Sim, o Bloco está só a começar. Mas o quê? Percebeu-se que os bloquistas querem ser os “donos” do tema do referendo europeu em Portugal. Para já, ninguém os acompanha nessa ideia avançada em tom de ameaça. Nem os comunistas, com os pés mais assentes na terra, e muito menos os socialistas, europeístas desde a primeira hora.
Portanto, bastaram três dias para que o “brexit” ganhasse discípulos em Portugal. E não deixa de ser irónico que nesta “bandeira” o Bloco tenha como companheiros os partidos anti-imigração e muitas vezes xenófobos das extremas-direitas europeias. Todos, por uma razão ou por outra, querem libertar-se das regras europeias. No caso português, para fazer o quê num hipotético dia seguinte? Ninguém sabe, a começar pelos próprios.
É provável que esse possa ser um tema a discutir pelas “esquerdas unidas” que o Bloco quer agregar por essa Europa fora para discutir uma “alternativa”. Catarina Martins sugeriu mesmo que essa primeira convenção europeia pode acontecer em Lisboa, Madrid ou Barcelona. Ainda fiquei à espera de ouvir também Atenas como local apropriado. Mas em vão. Definitivamente, o Syriza já não faz parte do grupo de amigos do BE, o que é estranho, porque é a primeira experiência governativa na Europa liderada por um partido da família política dos bloquistas.
Foi naturalmente uma convenção de festa que serviu também para comemorar a experiência governativa em curso, da qual o Bloco se orgulha.

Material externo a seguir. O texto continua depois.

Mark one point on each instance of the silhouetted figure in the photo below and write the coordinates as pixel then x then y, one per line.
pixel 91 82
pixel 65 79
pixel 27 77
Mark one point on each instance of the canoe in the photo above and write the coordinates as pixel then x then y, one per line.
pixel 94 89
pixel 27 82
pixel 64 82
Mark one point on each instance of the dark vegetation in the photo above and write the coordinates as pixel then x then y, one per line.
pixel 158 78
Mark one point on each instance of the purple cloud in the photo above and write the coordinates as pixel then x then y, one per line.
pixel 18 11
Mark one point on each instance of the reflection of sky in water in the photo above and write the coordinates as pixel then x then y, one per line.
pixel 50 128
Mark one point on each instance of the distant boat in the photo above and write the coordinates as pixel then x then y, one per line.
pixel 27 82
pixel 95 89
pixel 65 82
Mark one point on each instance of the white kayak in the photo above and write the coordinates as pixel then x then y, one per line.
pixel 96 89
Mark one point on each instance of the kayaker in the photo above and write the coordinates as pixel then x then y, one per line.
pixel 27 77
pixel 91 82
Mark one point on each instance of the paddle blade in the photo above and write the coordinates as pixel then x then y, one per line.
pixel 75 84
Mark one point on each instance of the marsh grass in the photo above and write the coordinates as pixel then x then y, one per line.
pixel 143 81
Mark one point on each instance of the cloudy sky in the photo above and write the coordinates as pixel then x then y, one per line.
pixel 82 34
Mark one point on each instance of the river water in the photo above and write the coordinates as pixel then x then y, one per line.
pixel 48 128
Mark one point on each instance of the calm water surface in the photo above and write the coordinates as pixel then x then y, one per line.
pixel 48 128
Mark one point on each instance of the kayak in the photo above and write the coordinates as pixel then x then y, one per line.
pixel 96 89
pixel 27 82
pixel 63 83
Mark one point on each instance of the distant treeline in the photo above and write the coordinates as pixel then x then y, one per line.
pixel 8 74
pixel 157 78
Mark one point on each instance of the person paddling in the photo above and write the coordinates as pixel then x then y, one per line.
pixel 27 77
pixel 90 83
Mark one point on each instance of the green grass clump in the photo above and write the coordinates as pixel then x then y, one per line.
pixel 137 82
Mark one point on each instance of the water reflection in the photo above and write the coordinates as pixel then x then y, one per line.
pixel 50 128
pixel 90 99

Para lá da questão referendária, que dificilmente fará caminho, o Bloco ensaiou ainda uma espécie de caderno de encargos para o Orçamento do Estado do próximo ano a apresentar ao Governo. De metas concretas enunciou apenas uma: as pensões têm que ter um aumento real. Para haver um aumento real basta que as pensões subam mais do que a inflação. Como o crescimento médio dos preços anda abaixo de 0,5% — em Maio foi de 0,3% – -quaisquer 1,5 euros de aumento mensal numa pensão de 300 euros cumpre por cima a medida proposta pelo Bloco.
Se esta é a exigência principal do partido, António Costa e Mário Centeno podem dormir descansados. O mesmo não podemos dizer dos que têm as reformas mais baixas.